Tuesday, December 28, 2021

Coat, 16th century

 As usual, I found myself scrambling to complete a garment for one of my very few events this year (the Goode's Company muster), but never did finish the last few steps. 

This time, it was a mid/late 16th century woman's coat or waistcoat, patterned from the advance chapter of The Typical Tudor which I received last autumn for having pre-ordered the book. I'm still eagerly awaiting the final product (not in the least so I can start on my next kirtle with more confidence), so it was nice to get a useful sneak-peak. The outer material is a pale blue (twilled) wool stuff from Burnley & Trowbridge, whence came also the fastening hooks; the lining is mid-weight linen from fabrics-store.com (left-over pieces in both white and natural). I did the major internal seams by machine due to the time crunch, but finished the sleeve gussets and all the edges by hand.

A coat.

I intentionally tried to draft this coat with extra wearing ease in the upper arms/shoulder and upper chest, which has been a problem with my earlier outerwear from this period (a waistcoat). The mock-up seemed to suit, but I'm not entirely happy with the fit of the final garment. The gussets in the sleeve elbow were annoying to insert, but less so than I feared.
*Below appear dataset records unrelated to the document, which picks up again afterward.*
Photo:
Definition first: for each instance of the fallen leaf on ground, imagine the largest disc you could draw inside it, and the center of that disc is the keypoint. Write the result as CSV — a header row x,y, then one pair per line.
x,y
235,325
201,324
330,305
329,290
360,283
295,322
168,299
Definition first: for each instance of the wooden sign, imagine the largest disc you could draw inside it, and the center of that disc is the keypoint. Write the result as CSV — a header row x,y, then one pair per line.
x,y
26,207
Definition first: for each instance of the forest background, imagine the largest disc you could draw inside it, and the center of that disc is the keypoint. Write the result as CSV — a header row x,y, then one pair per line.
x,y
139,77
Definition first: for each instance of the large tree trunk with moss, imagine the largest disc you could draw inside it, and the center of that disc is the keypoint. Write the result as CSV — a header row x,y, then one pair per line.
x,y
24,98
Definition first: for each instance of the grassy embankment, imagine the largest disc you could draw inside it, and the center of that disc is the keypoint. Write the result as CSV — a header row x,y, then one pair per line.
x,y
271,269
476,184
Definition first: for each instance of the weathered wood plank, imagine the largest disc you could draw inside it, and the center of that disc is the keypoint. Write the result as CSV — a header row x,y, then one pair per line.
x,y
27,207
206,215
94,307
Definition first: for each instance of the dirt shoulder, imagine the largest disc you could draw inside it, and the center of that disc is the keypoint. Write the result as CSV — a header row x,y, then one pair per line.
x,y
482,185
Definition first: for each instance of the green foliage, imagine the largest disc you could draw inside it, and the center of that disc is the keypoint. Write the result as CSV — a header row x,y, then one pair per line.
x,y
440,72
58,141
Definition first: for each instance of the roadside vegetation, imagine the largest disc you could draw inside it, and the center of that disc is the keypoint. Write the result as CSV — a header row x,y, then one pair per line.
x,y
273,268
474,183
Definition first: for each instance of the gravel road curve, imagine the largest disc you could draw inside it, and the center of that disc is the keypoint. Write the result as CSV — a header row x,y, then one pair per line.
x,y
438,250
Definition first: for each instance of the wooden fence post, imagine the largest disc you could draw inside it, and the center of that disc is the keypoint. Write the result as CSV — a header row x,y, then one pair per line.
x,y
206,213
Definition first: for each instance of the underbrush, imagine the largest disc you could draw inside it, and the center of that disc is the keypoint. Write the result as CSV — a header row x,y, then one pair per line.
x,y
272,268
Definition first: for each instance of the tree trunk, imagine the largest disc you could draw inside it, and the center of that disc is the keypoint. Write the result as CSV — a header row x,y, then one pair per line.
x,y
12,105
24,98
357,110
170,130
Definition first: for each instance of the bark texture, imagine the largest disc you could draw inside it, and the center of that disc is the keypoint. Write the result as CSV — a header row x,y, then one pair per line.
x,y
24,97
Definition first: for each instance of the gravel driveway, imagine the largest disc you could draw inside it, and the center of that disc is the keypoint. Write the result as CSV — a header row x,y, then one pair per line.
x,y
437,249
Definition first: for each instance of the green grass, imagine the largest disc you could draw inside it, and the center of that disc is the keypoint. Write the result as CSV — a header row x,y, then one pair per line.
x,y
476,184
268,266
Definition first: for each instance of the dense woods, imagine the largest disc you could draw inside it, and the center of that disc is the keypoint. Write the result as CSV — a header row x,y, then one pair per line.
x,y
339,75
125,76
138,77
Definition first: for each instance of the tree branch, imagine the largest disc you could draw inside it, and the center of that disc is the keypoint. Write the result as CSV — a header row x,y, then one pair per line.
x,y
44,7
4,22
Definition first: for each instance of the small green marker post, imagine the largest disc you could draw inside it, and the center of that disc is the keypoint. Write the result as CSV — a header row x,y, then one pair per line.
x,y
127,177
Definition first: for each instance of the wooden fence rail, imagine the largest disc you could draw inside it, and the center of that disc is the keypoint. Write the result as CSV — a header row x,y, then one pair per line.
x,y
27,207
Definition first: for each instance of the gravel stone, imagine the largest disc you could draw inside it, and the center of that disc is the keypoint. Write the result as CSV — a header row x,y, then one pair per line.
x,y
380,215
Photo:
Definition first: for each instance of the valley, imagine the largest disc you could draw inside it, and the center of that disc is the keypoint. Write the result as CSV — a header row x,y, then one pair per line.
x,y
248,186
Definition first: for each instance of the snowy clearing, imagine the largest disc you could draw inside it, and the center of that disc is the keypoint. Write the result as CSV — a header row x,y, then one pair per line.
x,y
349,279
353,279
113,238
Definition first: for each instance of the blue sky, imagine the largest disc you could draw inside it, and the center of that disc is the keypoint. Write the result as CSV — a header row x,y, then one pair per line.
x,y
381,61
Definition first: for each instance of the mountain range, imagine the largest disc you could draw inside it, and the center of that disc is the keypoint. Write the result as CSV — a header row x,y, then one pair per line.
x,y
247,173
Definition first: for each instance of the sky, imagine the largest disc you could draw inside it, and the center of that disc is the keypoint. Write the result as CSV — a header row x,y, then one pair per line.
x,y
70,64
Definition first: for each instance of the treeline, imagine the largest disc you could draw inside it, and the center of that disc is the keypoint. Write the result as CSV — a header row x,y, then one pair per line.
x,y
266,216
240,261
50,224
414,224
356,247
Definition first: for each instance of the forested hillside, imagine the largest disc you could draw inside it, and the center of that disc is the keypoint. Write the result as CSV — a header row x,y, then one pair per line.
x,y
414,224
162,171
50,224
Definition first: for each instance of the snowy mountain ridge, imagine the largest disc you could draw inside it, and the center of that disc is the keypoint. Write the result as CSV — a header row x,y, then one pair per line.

I'm also not entirely convinced of their utility in this instance, but the pictorial evidence shows awkward little elbow gussets, so I sewed them. The skirt's extra volume is contained in three box pleats set into the side and back seams at the waist: these looked weird in the instructions, but came together quite easily. They reminded me of the pleats on the 1790s robe I once made.


Tiny, tiny stitches!

One aspect of this project that I am pleased with is the hand-stitching. All along the hem and openings (wrists, neck, front), the wool and linen are joined with tiny whip or running stitches. I am rather pleased with how small and even the stitching ended up.